Public Comment on Executive Branch Agency Handling of CAI containing PII
Public comments serve the executive branch by informing more effective, efficient program design and regulation. As part of our commitment to evidence-based, science-backed policy, FAS staff leverage public comment opportunities to embed science, technology, and innovation into policy decision-making.
The Federation of American Scientists (FAS) is a non-partisan, nonprofit organization committed to using science and technology to benefit humanity by delivering on the promise of equitable and impactful policy. FAS believes that society benefits from a federal government that harnesses science, technology, and innovation to meet ambitious policy goals and deliver impactful results to the public.
We are writing in response to your Request for Information on the Executive Branch Agency Handling of Commercially Available Information (CAI) Containing Personally Identifiable Information (PII). Specifically, we will be answering questions 2 and 5 in your request for information:
2. What frameworks, models, or best practices should [the White House Office of Management and Budget] consider as it evaluates agency standards and procedures associated with the handling of CAI containing PII and considers potential guidance to agencies on ways to mitigate privacy risks from agencies’ handling of CAI containing PII?
5. Agencies provide transparency into the handling of PII through various means (e.g., policies and directives, Privacy Act statements and other privacy notices at the point of collection, Privacy Act system of records notices, and privacy impact assessments).

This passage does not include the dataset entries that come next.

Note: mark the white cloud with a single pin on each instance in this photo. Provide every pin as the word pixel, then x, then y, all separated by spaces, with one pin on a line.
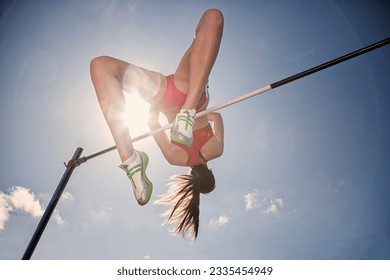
pixel 21 199
pixel 264 201
pixel 24 200
pixel 222 220
pixel 275 206
pixel 5 208
pixel 251 200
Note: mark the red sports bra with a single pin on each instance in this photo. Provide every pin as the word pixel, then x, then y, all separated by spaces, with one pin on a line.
pixel 173 99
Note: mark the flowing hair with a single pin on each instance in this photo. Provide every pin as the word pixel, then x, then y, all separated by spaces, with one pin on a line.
pixel 183 199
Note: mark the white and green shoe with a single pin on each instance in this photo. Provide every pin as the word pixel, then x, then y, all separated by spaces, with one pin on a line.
pixel 182 127
pixel 136 171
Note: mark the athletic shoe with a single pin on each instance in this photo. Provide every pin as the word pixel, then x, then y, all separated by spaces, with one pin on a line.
pixel 136 171
pixel 182 127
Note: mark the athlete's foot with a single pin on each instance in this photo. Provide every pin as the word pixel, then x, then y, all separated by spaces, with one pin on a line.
pixel 182 127
pixel 136 171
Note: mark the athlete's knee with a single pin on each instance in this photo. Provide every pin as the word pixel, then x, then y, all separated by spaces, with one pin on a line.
pixel 98 65
pixel 213 17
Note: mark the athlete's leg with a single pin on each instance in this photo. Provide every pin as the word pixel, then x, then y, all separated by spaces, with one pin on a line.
pixel 110 76
pixel 193 71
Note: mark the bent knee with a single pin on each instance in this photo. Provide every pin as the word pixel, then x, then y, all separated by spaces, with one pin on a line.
pixel 99 64
pixel 214 16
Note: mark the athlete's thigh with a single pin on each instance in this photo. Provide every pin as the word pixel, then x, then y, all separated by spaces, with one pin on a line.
pixel 145 83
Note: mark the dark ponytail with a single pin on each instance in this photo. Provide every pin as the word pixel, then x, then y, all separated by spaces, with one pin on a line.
pixel 183 199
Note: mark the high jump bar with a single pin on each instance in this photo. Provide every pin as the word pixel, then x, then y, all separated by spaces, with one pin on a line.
pixel 77 160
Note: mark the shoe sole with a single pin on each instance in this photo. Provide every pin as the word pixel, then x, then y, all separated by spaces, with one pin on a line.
pixel 178 139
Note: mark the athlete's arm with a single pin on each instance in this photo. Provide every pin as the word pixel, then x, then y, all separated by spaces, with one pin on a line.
pixel 214 147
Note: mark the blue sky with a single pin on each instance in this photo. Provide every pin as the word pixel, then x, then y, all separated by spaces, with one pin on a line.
pixel 304 173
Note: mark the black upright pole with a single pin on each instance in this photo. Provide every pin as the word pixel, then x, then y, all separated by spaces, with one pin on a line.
pixel 72 164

What, if any, improvements would enhance the public’s understanding of how agencies handle CAI containing PII?
Background
In the digital landscape, commercially available information (CAI) represents a vast ecosystem of personal data that can be easily obtained, sold, or licensed to various entities. The Executive Order on Safe, Secure, and Trustworthy Development and Use of Artificial Intelligence (EO 14110) defines CAI comprehensively as information about individuals or groups that is publicly accessible, encompassing details like device information and location data.
A 2017 report by the Georgetown Law Review found that 63% of Americans can be uniquely identified using just three basic attributes—gender, birth date, and ZIP code—with an astonishing 99.98% of individuals potentially re-identifiable from a dataset containing only 15 fundamental characteristics. This vulnerability underscores the critical challenges of data privacy in an increasingly interconnected world.

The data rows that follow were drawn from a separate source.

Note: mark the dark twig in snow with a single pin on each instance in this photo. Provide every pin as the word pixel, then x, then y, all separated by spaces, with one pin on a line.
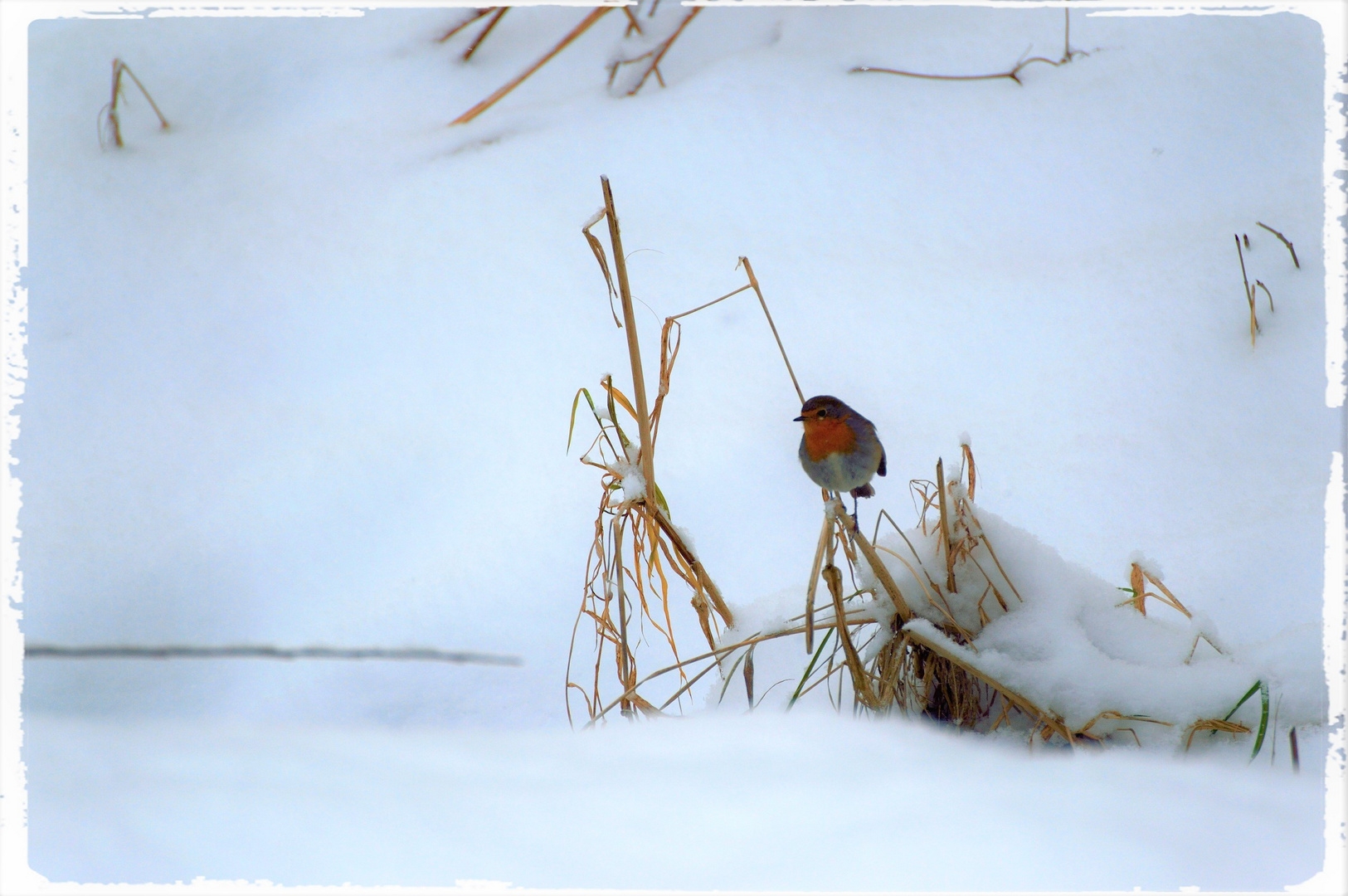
pixel 1068 56
pixel 1250 293
pixel 654 54
pixel 478 41
pixel 1285 241
pixel 109 110
pixel 263 651
pixel 474 17
pixel 595 15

CAI takes on heightened significance in the context of artificial intelligence (AI) deployment, as these systems enable both data collection and the use of advanced inference models to analyze datasets and produce predictions, insights, and assumptions that reveal patterns or relationships not directly evident in the data. Some AI systems can allow the intentional or unintentional reidentification of supposedly anonymized private data. These capabilities raise questions about privacy, consent, and the potential for unprecedented levels of personal information aggregation and analysis, challenging existing data protection frameworks and individual rights.
The United States federal government is one of the largest customers of commercial data brokers. Government entities increasingly use CAI to empower public programs, enabling federal agencies to augment decision-making, policy development, and resource allocation and enrich research and innovation goals with large yet granular datasets. For example, the National Institutes of Health have discussed within their data strategies how to incorporate commercially available data into research projects. The use of commercially available electronic health records is essential for understanding social inequalities within the healthcare system but includes sensitive personal data that must be protected.
However, government agencies face significant public scrutiny over their use of CAI in areas including law enforcement, homeland security, immigration, and tax administration. This scrutiny stems from concerns about privacy violations, algorithmic bias, and the risks of invasive surveillance, profiling, and discriminatory enforcement practices that could disproportionately harm vulnerable populations. For example, federal agencies like Immigration and Customs Enforcement (ICE) and Customs and Border Protection (CBP) have used broker-purchased location data to track individuals without warrants, raising constitutional concerns.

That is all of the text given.